34 En Petrus zeide tot hem: Eneas! Jezus Christus maakt u gezond; sta op en spreid uzelven het bed. En hij stond terstond op.
Then sayde Peter vnto hym: Eneas Iesus Christ make ye whole. Aryse and make thy beed. And he arose immedyatly.
35 En zij zagen hem allen, die te Lydda en Sarona woonden, dewelke zich bekeerden tot den Heere.
And all that dwelt at lydda and assaron sawe hym and tourned to the lorde.
36 En te Joppe was een zekere discipelin, met name Tabitha, hetwelk overgezet zijnde, is gezegd Dorkas. Deze was vol van goede werken en aalmoezen, die zij deed.
Ther was at Ioppe a certayne woma (whiche was a disciple named Tabitha which by interpretacion is called dorcas) the same was full of good workes and almes dedes which she did.
37 En het geschiedde in die dagen, dat zij krank werd en stierf; en als zij haar gewassen hadden, legden zij haar in de opperzaal.
And it chaunsed in those dayes that she was sicke and dyed. When they had wesshed her and layd her in a chamber:
38 En alzo Lydda nabij Joppe was, de discipelen, horende, dat Petrus aldaar was, zonden twee mannen tot hem, biddende, dat hij niet zou vertoeven tot hen over te komen.

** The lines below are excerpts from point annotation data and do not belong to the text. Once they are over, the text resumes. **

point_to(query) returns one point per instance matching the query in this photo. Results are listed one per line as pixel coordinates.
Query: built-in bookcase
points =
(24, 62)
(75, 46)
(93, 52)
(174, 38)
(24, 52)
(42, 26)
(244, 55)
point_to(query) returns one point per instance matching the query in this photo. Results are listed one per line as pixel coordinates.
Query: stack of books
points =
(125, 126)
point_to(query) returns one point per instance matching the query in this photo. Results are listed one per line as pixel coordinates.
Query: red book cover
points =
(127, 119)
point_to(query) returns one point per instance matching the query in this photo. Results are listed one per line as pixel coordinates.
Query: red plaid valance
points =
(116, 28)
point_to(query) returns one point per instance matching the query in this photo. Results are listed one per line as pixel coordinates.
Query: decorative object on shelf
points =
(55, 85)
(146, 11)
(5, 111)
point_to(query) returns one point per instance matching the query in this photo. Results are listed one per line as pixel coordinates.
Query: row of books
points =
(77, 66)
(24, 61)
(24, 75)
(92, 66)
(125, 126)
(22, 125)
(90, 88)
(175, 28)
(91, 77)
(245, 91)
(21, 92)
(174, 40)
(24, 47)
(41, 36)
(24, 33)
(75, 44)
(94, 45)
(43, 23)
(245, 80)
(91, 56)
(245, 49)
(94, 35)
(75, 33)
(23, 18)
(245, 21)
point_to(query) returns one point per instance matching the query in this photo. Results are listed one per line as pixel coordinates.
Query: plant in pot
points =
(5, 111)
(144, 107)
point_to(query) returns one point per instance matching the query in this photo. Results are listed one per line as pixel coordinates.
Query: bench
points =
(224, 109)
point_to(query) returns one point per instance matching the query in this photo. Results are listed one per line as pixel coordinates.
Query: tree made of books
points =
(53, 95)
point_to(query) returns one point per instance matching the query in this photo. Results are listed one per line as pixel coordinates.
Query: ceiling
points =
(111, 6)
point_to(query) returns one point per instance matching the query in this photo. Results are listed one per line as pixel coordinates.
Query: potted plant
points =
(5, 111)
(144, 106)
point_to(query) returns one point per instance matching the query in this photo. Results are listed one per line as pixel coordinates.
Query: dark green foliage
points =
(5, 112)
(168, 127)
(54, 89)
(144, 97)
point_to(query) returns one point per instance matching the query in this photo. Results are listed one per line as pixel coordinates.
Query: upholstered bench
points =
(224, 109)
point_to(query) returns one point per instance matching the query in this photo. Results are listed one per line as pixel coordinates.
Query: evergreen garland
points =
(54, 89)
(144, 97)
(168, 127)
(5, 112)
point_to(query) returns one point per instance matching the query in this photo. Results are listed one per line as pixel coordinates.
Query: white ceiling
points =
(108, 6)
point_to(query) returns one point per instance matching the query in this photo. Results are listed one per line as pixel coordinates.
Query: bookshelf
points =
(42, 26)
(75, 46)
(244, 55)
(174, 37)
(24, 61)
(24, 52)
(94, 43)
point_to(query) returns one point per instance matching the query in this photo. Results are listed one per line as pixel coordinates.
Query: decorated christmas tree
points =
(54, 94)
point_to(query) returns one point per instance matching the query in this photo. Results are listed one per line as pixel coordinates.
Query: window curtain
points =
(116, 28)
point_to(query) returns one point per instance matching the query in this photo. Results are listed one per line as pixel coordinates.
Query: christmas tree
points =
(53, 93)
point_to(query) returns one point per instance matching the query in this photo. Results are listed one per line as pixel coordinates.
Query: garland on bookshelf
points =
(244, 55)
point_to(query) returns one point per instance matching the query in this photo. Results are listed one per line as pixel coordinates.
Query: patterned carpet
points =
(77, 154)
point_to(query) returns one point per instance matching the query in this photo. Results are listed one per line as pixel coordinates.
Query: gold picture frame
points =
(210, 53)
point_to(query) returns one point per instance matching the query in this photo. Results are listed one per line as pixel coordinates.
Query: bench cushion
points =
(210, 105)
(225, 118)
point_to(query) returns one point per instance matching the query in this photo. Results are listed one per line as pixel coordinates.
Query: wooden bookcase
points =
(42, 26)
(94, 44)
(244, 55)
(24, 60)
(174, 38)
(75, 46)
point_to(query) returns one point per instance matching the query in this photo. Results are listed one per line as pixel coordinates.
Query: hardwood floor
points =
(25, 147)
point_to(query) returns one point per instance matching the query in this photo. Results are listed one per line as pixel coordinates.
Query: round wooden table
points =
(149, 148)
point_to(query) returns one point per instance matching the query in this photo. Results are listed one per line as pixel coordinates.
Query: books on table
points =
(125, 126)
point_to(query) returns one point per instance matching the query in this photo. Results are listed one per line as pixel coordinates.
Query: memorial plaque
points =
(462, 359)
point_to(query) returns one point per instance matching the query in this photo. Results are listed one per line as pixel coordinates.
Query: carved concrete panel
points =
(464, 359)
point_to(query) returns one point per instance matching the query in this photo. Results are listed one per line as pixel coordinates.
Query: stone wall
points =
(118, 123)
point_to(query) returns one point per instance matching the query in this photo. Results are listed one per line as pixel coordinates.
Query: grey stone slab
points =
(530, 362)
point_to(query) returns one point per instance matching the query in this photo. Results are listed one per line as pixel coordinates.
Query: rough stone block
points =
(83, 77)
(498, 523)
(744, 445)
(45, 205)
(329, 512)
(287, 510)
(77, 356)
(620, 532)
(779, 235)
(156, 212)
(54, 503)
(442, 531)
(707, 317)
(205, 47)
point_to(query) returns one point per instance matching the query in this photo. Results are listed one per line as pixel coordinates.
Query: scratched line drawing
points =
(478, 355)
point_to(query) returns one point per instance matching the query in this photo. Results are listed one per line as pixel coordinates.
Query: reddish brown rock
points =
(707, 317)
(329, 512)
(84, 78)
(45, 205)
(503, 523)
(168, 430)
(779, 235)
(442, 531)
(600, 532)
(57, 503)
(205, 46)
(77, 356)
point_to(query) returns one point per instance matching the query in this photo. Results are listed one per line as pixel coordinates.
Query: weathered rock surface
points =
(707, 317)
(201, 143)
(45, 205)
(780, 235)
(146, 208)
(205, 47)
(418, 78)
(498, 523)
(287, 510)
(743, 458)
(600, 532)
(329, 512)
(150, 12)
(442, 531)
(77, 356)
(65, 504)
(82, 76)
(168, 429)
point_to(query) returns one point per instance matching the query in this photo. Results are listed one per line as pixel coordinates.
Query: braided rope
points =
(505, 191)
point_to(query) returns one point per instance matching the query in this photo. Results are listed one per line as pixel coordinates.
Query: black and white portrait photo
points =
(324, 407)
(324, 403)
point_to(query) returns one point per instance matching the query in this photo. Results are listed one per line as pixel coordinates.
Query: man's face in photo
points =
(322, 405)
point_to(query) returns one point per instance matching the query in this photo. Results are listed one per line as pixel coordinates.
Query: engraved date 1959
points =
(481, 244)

Because Lydda was nye to Ioppa and the disciples had hearde that Peter was there they sent vnto hym desyrynge him that he wolde not be greved to come vnto them.

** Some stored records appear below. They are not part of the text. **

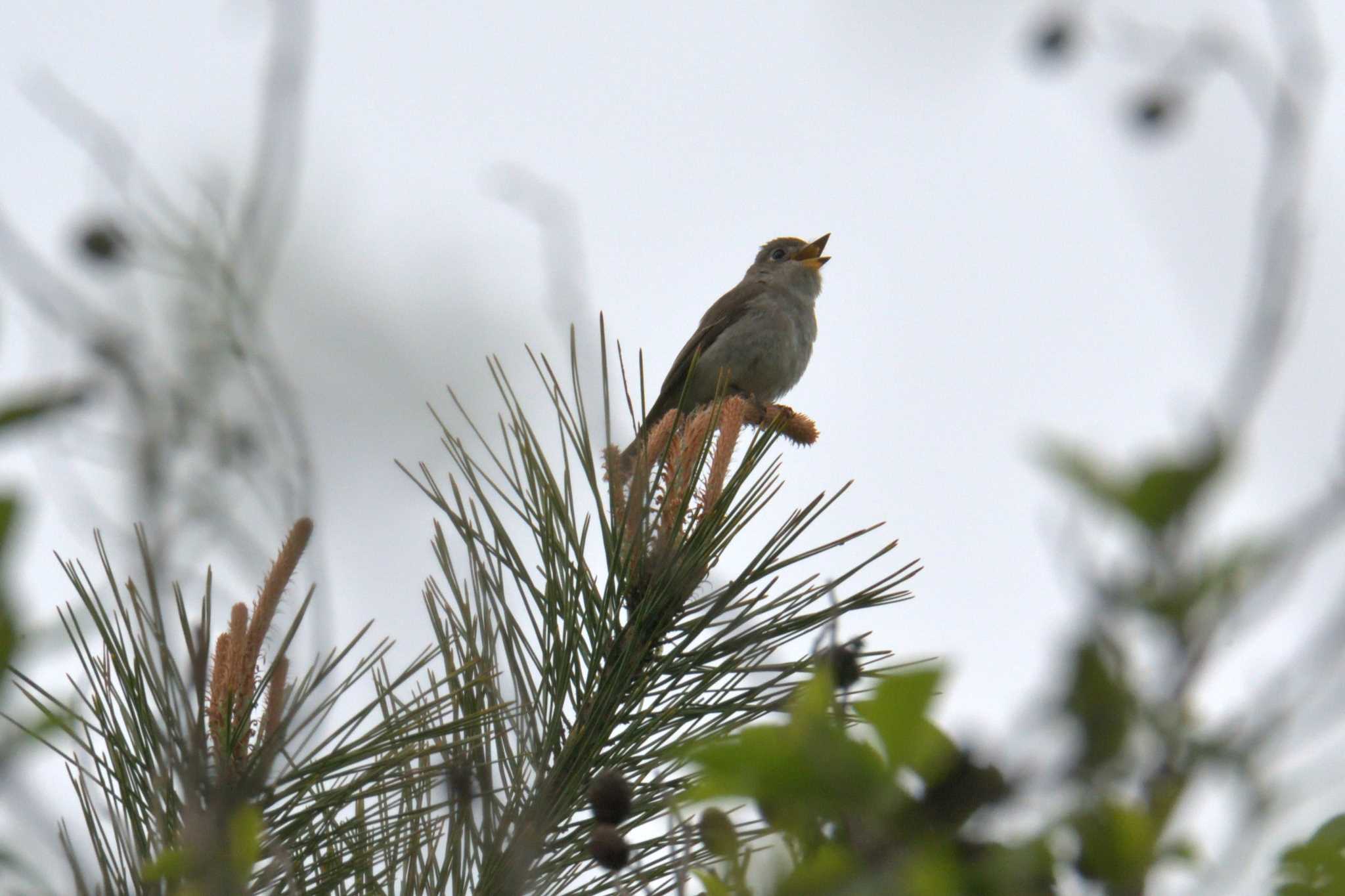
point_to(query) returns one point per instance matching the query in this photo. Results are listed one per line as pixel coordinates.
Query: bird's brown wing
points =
(724, 313)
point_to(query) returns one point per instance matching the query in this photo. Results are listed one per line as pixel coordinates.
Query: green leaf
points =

39 En Petrus stond op, en ging met hen; welken zij, als hij daar gekomen was, in de opperzaal leidden. En al de weduwen stonden bij hem, wenende, en tonende de rokken en klederen, die Dorkas gemaakt had, als zij bij haar was.

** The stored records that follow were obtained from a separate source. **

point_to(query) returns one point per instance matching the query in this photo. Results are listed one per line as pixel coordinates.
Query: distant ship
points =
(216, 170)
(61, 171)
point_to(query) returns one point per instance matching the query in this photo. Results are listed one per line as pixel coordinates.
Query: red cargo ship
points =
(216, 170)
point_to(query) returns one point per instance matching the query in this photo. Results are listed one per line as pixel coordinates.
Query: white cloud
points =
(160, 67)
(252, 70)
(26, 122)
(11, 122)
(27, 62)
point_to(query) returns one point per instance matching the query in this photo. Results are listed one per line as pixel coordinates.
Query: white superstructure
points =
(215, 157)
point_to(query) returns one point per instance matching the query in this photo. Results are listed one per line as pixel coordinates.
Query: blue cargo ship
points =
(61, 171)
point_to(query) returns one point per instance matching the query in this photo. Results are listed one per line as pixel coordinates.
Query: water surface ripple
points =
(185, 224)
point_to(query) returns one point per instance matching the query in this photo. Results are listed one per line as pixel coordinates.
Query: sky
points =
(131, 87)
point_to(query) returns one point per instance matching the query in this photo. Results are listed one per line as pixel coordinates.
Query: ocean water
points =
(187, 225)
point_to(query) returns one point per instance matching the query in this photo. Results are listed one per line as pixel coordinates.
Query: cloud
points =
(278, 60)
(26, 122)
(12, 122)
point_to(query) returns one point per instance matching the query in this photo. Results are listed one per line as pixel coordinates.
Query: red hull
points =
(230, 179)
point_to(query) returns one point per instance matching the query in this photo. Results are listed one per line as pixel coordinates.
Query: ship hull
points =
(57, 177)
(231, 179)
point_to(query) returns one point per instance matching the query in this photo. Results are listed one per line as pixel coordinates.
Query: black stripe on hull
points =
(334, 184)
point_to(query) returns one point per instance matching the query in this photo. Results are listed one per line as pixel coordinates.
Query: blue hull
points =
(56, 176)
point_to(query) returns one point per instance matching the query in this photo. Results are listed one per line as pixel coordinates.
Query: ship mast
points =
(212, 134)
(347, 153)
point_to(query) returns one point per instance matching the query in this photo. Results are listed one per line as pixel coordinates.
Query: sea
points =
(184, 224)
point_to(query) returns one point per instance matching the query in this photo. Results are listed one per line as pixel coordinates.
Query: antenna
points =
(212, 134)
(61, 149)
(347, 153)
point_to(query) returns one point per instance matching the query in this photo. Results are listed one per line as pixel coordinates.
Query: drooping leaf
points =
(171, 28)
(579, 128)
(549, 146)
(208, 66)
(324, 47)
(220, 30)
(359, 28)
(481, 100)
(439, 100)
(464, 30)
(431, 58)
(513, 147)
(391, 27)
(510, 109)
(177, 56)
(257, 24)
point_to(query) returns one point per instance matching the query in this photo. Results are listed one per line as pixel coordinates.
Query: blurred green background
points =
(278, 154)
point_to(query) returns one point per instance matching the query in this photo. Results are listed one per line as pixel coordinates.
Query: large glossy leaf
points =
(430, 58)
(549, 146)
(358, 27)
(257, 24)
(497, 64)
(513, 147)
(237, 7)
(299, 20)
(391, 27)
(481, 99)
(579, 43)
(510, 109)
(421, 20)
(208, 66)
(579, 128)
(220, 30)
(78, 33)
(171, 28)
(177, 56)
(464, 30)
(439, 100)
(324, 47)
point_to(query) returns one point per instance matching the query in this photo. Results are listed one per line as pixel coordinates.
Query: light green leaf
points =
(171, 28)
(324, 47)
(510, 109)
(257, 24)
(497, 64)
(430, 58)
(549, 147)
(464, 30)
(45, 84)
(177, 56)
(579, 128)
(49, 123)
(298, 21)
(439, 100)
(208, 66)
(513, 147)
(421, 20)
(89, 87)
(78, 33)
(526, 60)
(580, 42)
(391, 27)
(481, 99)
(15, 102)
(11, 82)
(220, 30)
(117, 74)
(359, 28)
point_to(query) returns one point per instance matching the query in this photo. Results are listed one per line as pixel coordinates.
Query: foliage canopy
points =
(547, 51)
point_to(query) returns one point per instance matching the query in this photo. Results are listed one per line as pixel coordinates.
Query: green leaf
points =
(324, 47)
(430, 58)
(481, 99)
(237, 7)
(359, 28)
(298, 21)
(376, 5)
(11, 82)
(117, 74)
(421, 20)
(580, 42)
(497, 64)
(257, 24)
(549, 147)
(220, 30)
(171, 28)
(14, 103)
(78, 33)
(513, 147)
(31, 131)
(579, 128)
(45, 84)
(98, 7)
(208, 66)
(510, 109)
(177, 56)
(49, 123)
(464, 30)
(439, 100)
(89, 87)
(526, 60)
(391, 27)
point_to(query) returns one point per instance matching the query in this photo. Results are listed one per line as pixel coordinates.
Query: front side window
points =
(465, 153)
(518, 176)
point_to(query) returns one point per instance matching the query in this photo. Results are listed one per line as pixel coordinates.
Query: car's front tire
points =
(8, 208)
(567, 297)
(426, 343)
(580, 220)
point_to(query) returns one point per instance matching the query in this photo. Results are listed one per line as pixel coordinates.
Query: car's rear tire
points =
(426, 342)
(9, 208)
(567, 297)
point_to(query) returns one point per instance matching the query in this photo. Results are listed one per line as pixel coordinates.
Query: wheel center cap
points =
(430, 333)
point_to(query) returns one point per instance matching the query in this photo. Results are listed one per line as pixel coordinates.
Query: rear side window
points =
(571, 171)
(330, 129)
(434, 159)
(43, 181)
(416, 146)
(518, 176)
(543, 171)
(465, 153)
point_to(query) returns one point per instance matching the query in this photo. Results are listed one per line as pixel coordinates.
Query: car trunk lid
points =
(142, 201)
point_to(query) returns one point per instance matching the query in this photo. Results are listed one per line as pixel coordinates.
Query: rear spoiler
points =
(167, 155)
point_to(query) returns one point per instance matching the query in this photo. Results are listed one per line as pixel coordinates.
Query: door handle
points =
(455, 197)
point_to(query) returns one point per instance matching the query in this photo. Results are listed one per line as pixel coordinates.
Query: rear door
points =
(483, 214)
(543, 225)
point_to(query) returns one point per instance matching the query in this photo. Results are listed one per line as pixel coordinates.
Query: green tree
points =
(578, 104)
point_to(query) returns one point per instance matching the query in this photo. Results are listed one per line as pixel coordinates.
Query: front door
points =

Peter arose and came with them and when he was come they brought him in to ye chamber. And all ye wydowes stode roude aboute hym wepynge and shewynge the cotes and garmentes which Dorcas made whill she was with the.
40 Maar Petrus, hebbende hen allen uitgedreven, knielde neder en bad: en zich kerende tot het lichaam, zeide hij: Tabitha, sta op! En zij deed haar ogen open, en Petrus gezien hebbende, zat zij over einde.
And Peter put the all forth and kneled doune and prayde and turned him to ye body and sayde: Tabitha aryse. And she opened her eyes and whe she sawe Peter she sat vp.
41 En hij gaf haar de hand, en richtte haar op, en de heiligen en de weduwen geroepen hebbende, stelde hij haar levend voor hen.
And he gave her ye honde and lyft her up and called the sainctes and wydowes and shewed her alyve.
42 En dit werd bekend door geheel Joppe, en velen geloofden in den Heere.
And it was knowne throwout all Ioppa and many beleved on the Lorde.
43 En het geschiedde, dat hij vele dagen te Joppe bleef, bij een zekeren Simon, een lederbereider
And it fortuned that he taryed many dayes in Ioppa with one Simon a tanner.